We can link grain consumption with causing or worsening some of the most mysterious brain disorders that have eluded the medical community for years, such as schizophrenia, epilepsy, depression, bipolar disorder, and, more recently, autism and ADHD.
Are you and your kids unknowingly under the influence of opiates? Opiates come disguised in many forms.
Grains contain opiates. Not figuratively, but quite literally. These opiates are not too different from morphine or heroin. Yes, wheat and grains, cleverly disguised as a multigrain loaf of bread to make sandwiches or a hot, steamy plate of macaroni and cheese for the kids are mind-altering drugs. You and your kids are not oxycodone addicts, but when you consume wheat and grains, the results are not all that different.
How can this be?When you consume the gliadin protein of wheat and the closely related proteins of other grains (secalin in rye, hordein in barley, zein in corn), they break down into smaller 4- or 5- amino-acid-long peptides. These peptides penetrate your brain and bind themselves to opiate receptors.
Even selecting organic isn’t safe. This is true even if grains are organic, traditional or heirloom, or sprouted. This is because grains contain toxic components naturally, only made worse by recent genetic manipulations.
In people with conditions such as bipolar illness and schizophrenia, grains yield effects such as impulsive behavior and paranoia; in children with attention deficit disorder and autism, they cause behavioral outbursts and shorten attention spans; in people prone to bulimia and binge eating disorder, they cause 24-hour-a-day food obsessions. In those prone to depression, they cause dark moods and even suicidal thoughts.

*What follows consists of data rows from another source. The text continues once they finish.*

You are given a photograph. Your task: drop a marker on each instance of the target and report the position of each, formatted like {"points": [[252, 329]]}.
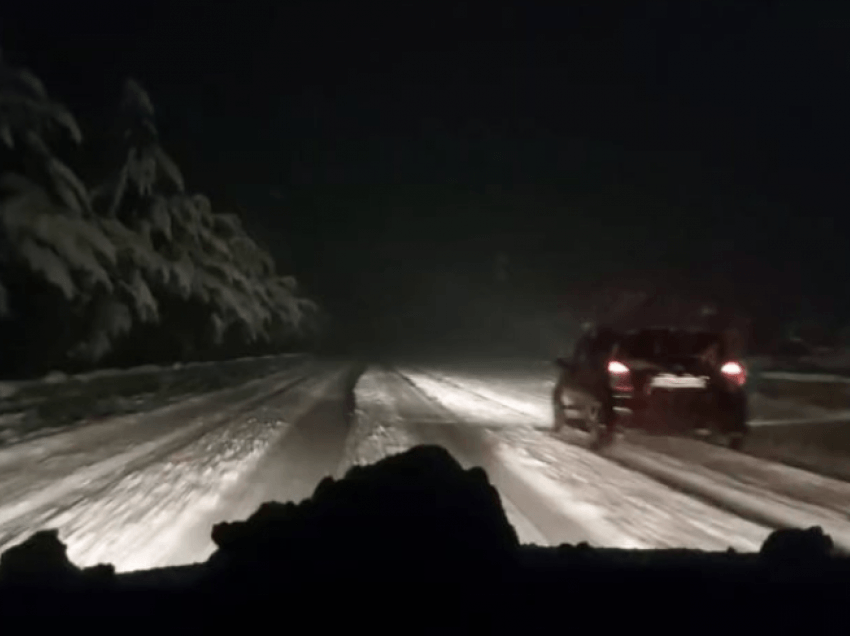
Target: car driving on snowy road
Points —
{"points": [[659, 380]]}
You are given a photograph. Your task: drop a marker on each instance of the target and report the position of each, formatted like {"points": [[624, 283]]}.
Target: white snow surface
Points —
{"points": [[614, 506], [122, 491]]}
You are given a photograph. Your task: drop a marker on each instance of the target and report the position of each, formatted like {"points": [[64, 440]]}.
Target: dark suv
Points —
{"points": [[658, 380]]}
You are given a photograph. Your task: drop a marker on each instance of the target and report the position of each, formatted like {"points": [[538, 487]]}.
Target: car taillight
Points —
{"points": [[734, 372], [620, 376]]}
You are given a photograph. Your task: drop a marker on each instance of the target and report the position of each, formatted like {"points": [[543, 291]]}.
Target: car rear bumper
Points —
{"points": [[681, 408]]}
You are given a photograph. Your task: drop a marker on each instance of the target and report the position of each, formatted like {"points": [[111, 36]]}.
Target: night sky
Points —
{"points": [[371, 146]]}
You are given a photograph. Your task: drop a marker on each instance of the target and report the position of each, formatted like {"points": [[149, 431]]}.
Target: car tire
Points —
{"points": [[560, 420], [594, 423]]}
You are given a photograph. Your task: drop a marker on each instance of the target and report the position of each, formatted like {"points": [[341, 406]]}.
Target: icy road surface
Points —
{"points": [[143, 491]]}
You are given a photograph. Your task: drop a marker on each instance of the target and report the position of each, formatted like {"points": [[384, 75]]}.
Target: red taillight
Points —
{"points": [[621, 378], [734, 372]]}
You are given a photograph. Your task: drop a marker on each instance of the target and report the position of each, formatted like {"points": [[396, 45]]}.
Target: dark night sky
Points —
{"points": [[604, 135]]}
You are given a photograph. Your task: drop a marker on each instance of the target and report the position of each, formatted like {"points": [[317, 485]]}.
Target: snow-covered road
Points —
{"points": [[143, 491]]}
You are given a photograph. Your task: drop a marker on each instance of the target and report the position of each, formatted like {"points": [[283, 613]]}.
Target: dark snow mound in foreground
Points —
{"points": [[415, 512], [418, 534]]}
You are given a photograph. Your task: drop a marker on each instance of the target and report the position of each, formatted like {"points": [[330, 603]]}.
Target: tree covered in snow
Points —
{"points": [[139, 259]]}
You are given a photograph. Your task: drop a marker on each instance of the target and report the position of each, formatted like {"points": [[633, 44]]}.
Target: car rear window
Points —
{"points": [[650, 344]]}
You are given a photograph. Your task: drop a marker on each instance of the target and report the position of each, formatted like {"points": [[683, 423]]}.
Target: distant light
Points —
{"points": [[735, 371], [732, 368], [617, 367]]}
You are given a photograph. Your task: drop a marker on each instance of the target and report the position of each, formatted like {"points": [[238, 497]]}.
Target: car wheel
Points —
{"points": [[560, 418], [594, 424]]}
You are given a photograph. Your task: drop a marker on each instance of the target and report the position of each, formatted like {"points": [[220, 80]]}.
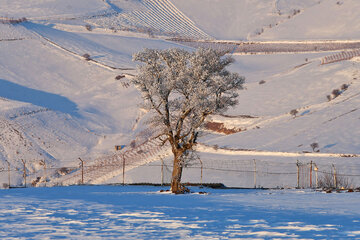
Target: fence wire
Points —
{"points": [[252, 173]]}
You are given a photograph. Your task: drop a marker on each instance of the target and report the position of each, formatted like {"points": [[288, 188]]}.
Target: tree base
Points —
{"points": [[180, 189]]}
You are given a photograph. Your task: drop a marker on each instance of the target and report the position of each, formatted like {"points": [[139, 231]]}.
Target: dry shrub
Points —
{"points": [[220, 128]]}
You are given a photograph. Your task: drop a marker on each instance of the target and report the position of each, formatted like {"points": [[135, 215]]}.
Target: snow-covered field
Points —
{"points": [[57, 105], [116, 212]]}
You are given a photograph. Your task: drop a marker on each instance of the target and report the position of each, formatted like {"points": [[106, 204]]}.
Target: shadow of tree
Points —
{"points": [[52, 101]]}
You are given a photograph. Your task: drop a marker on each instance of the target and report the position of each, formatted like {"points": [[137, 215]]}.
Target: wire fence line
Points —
{"points": [[251, 173]]}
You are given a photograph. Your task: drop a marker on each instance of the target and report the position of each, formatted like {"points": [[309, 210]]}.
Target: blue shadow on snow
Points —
{"points": [[52, 101]]}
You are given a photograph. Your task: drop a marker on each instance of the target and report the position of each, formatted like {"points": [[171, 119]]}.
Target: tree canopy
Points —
{"points": [[181, 89]]}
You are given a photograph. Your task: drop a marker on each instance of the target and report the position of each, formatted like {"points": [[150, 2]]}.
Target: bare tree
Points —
{"points": [[181, 89]]}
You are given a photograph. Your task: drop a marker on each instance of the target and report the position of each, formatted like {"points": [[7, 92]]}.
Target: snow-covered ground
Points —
{"points": [[115, 212]]}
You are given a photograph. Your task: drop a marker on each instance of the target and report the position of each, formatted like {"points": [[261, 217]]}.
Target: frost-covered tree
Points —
{"points": [[181, 89]]}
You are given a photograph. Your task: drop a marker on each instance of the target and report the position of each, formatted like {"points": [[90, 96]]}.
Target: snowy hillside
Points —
{"points": [[65, 74]]}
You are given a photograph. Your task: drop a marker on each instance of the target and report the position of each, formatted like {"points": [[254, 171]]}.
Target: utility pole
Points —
{"points": [[8, 172], [82, 170], [24, 174]]}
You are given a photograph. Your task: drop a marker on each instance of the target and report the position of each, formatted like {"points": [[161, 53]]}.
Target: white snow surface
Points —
{"points": [[57, 106], [110, 212]]}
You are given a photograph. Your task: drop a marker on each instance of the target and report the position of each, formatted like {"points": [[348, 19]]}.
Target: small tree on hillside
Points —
{"points": [[181, 89]]}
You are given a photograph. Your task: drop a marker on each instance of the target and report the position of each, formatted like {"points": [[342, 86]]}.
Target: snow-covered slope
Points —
{"points": [[57, 105]]}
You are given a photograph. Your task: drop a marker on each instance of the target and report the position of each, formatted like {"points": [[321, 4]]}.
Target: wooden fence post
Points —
{"points": [[8, 172], [82, 170], [43, 163], [311, 174], [201, 172], [298, 175], [162, 171], [123, 169], [335, 180], [316, 175], [254, 173], [24, 174]]}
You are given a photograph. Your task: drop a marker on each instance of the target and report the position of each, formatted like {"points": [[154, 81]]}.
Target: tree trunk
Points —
{"points": [[176, 186]]}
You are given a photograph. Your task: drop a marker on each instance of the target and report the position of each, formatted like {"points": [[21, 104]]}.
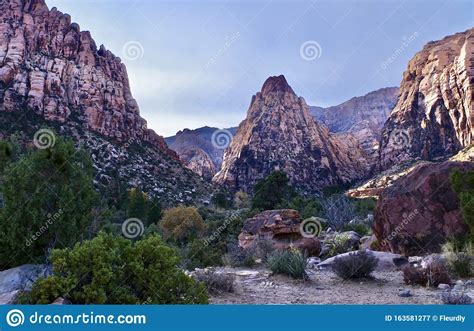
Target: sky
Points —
{"points": [[197, 63]]}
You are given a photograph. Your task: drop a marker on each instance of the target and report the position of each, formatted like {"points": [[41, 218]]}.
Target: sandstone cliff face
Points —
{"points": [[48, 65], [52, 74], [420, 210], [201, 150], [435, 112], [363, 116], [280, 134]]}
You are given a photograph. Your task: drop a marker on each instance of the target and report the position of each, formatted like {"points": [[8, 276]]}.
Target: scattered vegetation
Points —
{"points": [[288, 262], [272, 192], [114, 270], [48, 202], [182, 225], [432, 275], [460, 262], [355, 265]]}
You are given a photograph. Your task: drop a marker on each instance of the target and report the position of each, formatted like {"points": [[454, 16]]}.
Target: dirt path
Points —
{"points": [[257, 286]]}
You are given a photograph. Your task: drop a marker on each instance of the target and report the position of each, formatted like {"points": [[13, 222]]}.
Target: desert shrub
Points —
{"points": [[338, 210], [433, 275], [182, 224], [455, 298], [200, 254], [236, 256], [355, 265], [141, 206], [460, 261], [437, 273], [360, 228], [114, 270], [222, 199], [463, 184], [272, 191], [241, 200], [414, 276], [215, 283], [288, 262], [48, 202]]}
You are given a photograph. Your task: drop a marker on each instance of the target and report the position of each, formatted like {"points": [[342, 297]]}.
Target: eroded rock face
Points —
{"points": [[200, 162], [281, 227], [362, 116], [52, 74], [435, 111], [420, 210], [280, 134], [48, 65]]}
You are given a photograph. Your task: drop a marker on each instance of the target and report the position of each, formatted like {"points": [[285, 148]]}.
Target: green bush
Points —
{"points": [[460, 261], [215, 283], [463, 184], [355, 265], [114, 270], [182, 225], [288, 262], [48, 201], [272, 191]]}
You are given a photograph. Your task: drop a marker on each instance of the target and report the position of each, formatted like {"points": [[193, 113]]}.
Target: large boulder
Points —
{"points": [[281, 228], [386, 261], [420, 210]]}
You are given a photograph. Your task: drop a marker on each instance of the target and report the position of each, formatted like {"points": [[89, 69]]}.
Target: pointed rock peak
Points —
{"points": [[276, 84]]}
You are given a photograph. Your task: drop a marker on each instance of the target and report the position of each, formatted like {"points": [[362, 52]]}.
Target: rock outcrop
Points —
{"points": [[362, 116], [54, 73], [434, 115], [281, 228], [420, 211], [202, 149], [280, 134]]}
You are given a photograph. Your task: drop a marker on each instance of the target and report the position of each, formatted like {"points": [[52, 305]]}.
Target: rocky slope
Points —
{"points": [[51, 70], [434, 115], [420, 210], [280, 134], [362, 116], [202, 149]]}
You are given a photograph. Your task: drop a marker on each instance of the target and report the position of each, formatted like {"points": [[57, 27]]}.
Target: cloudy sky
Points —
{"points": [[196, 63]]}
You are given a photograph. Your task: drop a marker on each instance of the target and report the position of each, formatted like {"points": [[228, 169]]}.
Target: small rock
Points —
{"points": [[444, 286], [404, 293], [458, 287]]}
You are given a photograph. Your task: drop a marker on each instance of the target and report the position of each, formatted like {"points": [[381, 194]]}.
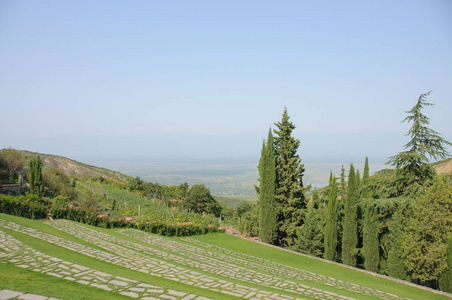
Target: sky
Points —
{"points": [[181, 80]]}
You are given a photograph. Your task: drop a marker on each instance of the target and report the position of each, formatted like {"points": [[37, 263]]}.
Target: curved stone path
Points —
{"points": [[206, 264], [199, 264], [14, 251], [222, 256], [9, 295]]}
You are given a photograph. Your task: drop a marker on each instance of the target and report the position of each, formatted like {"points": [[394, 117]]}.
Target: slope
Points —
{"points": [[130, 263]]}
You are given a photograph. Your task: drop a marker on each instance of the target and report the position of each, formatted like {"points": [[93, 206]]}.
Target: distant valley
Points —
{"points": [[222, 177]]}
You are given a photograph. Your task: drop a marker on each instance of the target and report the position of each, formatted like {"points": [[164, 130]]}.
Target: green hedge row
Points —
{"points": [[33, 207], [30, 206]]}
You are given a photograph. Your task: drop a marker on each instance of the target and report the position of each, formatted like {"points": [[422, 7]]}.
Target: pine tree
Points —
{"points": [[371, 228], [396, 267], [35, 177], [267, 190], [350, 237], [331, 222], [445, 281], [412, 164], [289, 174]]}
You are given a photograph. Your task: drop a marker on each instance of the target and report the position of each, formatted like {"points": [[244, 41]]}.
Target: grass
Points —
{"points": [[317, 266], [24, 280]]}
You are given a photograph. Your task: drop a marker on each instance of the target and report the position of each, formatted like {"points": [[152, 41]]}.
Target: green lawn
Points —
{"points": [[185, 255], [317, 266]]}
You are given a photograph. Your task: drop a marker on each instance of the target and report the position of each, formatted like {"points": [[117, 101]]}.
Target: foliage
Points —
{"points": [[371, 247], [445, 281], [58, 182], [35, 177], [427, 231], [331, 226], [248, 222], [200, 200], [350, 237], [309, 238], [11, 160], [268, 215], [289, 174], [30, 206], [412, 164]]}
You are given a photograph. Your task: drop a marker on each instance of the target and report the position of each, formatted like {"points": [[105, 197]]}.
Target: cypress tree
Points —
{"points": [[396, 267], [309, 235], [445, 281], [366, 174], [371, 228], [349, 236], [331, 222], [358, 180], [267, 190], [289, 174], [35, 177]]}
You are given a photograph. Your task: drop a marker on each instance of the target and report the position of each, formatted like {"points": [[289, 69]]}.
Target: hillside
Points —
{"points": [[67, 260], [75, 168]]}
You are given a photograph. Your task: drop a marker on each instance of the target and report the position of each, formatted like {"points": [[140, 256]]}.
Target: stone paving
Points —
{"points": [[7, 295], [13, 251], [206, 264], [142, 263], [225, 257], [180, 262]]}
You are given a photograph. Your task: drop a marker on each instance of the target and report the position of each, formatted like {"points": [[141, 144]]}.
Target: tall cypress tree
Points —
{"points": [[396, 267], [445, 281], [268, 229], [349, 235], [289, 174], [371, 228], [35, 177], [331, 221], [366, 174]]}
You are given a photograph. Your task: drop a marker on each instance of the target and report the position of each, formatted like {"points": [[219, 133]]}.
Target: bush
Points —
{"points": [[30, 206]]}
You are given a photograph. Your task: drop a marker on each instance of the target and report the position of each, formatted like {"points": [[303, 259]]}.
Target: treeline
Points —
{"points": [[397, 222], [168, 210]]}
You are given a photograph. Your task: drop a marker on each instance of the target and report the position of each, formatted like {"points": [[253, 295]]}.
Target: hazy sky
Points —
{"points": [[95, 80]]}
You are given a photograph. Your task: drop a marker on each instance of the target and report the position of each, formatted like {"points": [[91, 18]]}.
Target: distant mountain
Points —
{"points": [[75, 168]]}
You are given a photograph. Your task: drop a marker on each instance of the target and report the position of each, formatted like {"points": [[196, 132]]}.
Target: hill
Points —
{"points": [[68, 260], [75, 168]]}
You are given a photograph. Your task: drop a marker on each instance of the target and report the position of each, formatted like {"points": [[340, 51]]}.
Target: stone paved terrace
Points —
{"points": [[225, 270], [10, 295], [13, 251], [196, 264]]}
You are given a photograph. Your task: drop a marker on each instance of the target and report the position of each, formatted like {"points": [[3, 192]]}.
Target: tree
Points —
{"points": [[268, 222], [412, 164], [331, 225], [289, 174], [445, 281], [349, 235], [309, 235], [200, 200], [371, 247], [366, 174], [396, 266], [427, 231], [35, 177], [11, 160]]}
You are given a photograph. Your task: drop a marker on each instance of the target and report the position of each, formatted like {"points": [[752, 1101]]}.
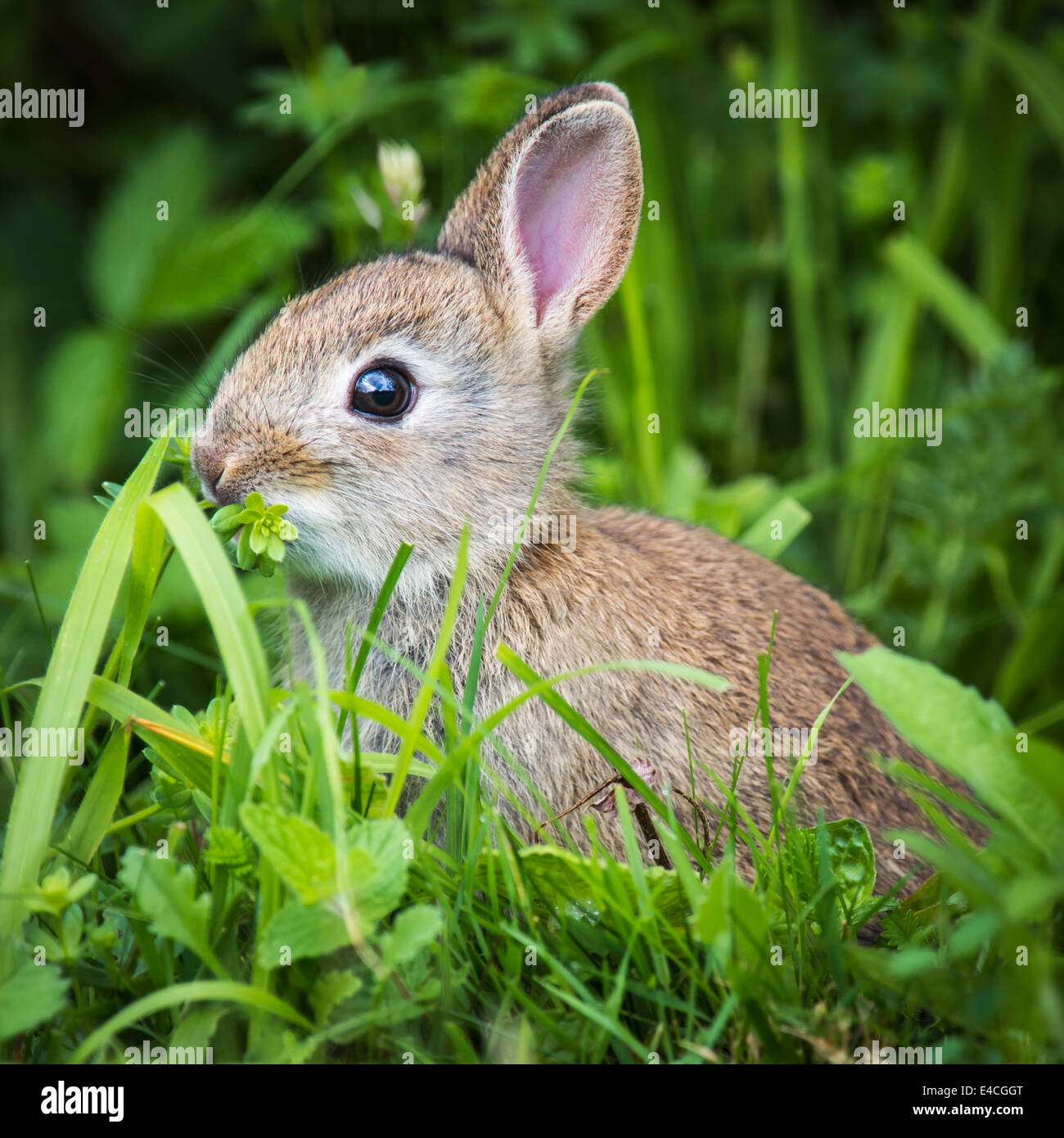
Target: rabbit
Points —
{"points": [[422, 391]]}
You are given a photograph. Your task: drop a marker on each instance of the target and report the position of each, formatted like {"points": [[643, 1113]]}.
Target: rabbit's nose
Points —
{"points": [[215, 472]]}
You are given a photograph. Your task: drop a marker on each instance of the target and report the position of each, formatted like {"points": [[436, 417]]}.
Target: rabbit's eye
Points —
{"points": [[382, 391]]}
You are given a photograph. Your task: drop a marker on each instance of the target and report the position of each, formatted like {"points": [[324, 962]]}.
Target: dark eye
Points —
{"points": [[382, 391]]}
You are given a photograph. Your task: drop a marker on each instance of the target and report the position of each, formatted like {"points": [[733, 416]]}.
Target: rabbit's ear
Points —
{"points": [[551, 218]]}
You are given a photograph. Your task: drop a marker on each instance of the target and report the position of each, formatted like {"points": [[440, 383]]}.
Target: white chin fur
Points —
{"points": [[330, 553]]}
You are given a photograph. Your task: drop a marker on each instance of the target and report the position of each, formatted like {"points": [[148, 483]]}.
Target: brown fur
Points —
{"points": [[487, 341]]}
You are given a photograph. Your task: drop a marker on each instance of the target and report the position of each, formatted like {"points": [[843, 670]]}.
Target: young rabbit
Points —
{"points": [[422, 391]]}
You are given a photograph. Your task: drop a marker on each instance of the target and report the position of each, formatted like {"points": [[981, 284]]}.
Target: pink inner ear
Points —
{"points": [[557, 213]]}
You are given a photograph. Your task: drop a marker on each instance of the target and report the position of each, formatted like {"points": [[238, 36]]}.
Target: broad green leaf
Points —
{"points": [[332, 988], [776, 528], [29, 996], [303, 855], [967, 735], [166, 895], [378, 892], [413, 930], [850, 854], [66, 684], [98, 807], [303, 931]]}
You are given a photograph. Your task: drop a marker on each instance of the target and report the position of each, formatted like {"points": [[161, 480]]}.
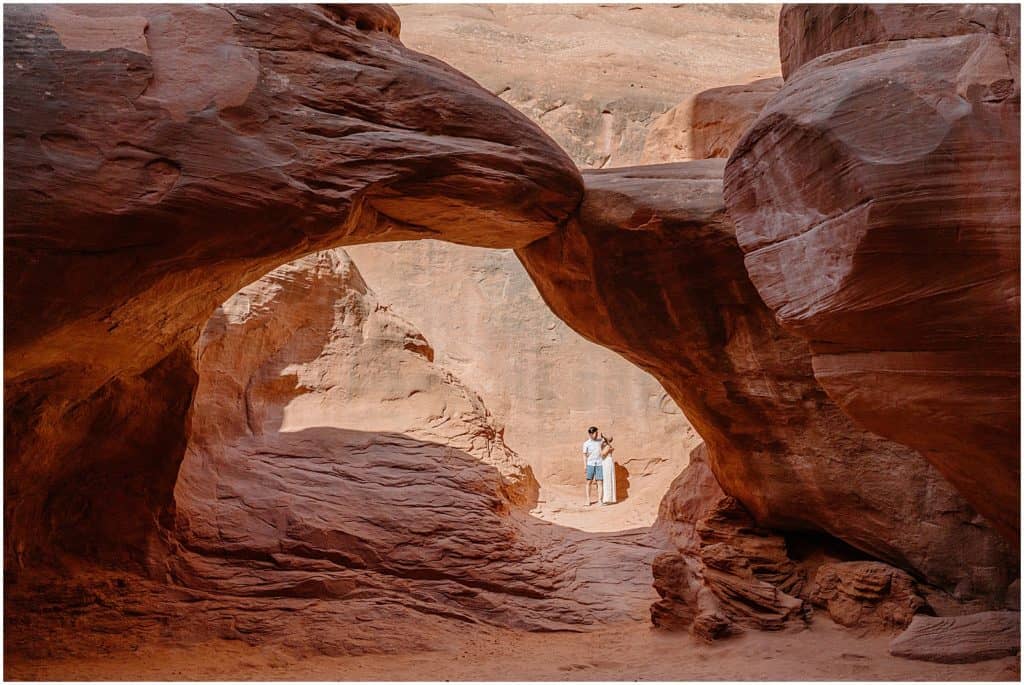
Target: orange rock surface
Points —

In people without these conditions, grains only serve to trigger appetite in an irresistible, never-satisfied way. Most of us take in 400 calories (or more) per day from this appetite-increasing effect, sometimes as much as 1,000 or more calories per day. Some people even develop incapacitating and addictive relationships with food due to exposure to gliadin-derived opiates, often resulting food in obsessions in people prone to eating disorders.
Lack of concentration, inability to focus, impaired learning, impaired decision-making ability, and sleepiness are exceptionally common after consuming wheat, rye, and barley. Gliadin-derived opiates are the likely culprits behind these effects, given their known ability to affect the mind. It’s also likely that blood sugar fluctuations caused by all grains contribute. This is especially true of the low blood sugar episodes experienced by individuals dealing with hypoglycemia.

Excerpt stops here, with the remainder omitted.